The inverse relationship is a relationship between two numbers in which an increase in the value of one number results in a decrease in the value of the other number. The inverse relationship is also known as negative correlation in regression analysis; this means that when one variable increases, the other variable decreases, and vice versa.

Multiplication and Division Relationship

There is an inverse relationship between multiplication and division just like there was between addition and subtraction.

The equation 3 * 7 = 21 has the inverse relationships:

• 21 ÷ 3 = 7
• 21 ÷ 7 = 3

Similar relationships exist for the division. The equation 45 ÷ 5 = 9 has the inverse relationships:

• 5 * 9 = 45
• 9 * 5 = 45 Explanation

A multiplicative inverse is reciprocal. What is a reciprocal? A reciprocal is one of a pair of numbers that when multiplied by another number equals the number 1. For example, if we have the number 7, the multiplicative inverse, or reciprocal, would be 1/7 because when you multiply 7 and 1/7 together, you get 1!

Examples

Let’s look at a couple examples before proceeding with the lesson.

Example 1: What is the multiplicative inverse of 15? In other words, which number, when multiplied with 15, would give us the number 1 as a result? Let’s solve this in an algebraic way, with x being the unknown multiplicative inverse.

15 * x = 1

x = 1/15

That’s it!

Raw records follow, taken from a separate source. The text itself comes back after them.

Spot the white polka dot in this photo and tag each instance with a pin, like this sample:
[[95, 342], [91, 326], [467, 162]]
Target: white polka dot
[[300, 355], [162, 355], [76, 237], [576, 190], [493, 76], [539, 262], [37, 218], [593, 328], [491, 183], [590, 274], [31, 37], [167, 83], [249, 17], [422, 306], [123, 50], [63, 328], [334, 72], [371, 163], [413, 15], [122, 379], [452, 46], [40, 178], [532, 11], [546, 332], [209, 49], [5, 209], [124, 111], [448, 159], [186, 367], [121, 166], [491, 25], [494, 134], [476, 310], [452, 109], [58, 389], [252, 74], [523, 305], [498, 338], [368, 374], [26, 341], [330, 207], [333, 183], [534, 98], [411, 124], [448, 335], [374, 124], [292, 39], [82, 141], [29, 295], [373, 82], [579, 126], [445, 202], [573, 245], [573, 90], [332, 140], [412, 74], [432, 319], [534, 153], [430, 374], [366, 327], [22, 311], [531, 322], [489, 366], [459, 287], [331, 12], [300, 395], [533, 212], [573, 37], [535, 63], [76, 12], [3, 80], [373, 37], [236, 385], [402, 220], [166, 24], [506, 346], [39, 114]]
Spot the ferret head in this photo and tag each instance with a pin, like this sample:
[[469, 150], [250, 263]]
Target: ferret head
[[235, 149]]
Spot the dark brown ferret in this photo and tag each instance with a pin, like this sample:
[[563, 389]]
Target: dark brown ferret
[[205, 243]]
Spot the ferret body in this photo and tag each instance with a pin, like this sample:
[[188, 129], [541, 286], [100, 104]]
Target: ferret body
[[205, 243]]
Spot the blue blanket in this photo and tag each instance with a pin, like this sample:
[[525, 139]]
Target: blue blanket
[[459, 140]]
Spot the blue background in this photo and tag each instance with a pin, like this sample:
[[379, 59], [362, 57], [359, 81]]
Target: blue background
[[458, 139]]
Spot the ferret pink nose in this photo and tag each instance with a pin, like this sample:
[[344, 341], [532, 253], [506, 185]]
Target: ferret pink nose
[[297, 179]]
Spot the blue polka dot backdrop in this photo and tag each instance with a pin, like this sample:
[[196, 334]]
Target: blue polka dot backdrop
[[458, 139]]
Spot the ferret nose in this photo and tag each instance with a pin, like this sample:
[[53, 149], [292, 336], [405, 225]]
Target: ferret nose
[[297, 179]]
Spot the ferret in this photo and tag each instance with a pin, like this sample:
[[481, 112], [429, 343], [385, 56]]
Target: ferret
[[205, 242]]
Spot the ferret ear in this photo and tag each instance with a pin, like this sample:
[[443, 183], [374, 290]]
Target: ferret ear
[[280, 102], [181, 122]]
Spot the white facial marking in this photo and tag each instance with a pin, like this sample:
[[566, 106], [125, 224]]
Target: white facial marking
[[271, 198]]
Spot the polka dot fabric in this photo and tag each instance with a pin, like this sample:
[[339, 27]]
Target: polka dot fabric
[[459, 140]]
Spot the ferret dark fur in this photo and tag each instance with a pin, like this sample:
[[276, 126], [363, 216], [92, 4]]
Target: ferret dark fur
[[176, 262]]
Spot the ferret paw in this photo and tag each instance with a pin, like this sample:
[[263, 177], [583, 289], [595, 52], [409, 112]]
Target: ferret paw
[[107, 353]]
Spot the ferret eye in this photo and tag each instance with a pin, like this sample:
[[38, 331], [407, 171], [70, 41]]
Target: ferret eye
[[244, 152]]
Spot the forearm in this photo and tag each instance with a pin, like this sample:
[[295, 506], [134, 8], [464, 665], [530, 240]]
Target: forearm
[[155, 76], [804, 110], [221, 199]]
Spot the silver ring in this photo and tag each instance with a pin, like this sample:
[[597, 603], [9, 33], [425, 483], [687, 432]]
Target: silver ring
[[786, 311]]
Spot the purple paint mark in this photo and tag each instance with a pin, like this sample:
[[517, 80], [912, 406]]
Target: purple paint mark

It was really that simple! The multiplicative inverse of a number is that number as the denominator and 1 as the numerator. When we multiply 15 and 1/15, we get 1.

Example 2: What is the multiplicative inverse of 1/4? Now, this example is a little different because we are beginning with a fraction. Let’s again solve this algebraically, with x being the unknown multiplicative inverse of 1/4.

1/4 * x = 1

x = 1 / (1/4)

(1/1) / (1/4) = (1/1) * (4/1) = 4

Remember that when you divide fractions, you must flip the numerator and denominator of the second fraction and then multiply. We got 4 as the multiplicative inverse of 1/4. Makes sense, right?

So, the conclusion that we can draw from these two examples is that when you have a whole number, the multiplicative inverse of that number will be that number in fraction form with the whole number as the denominator and 1 as the numerator. When you have a fraction with 1 as the numerator, the multiplicative inverse of that fraction will simply be the denominator of the fraction.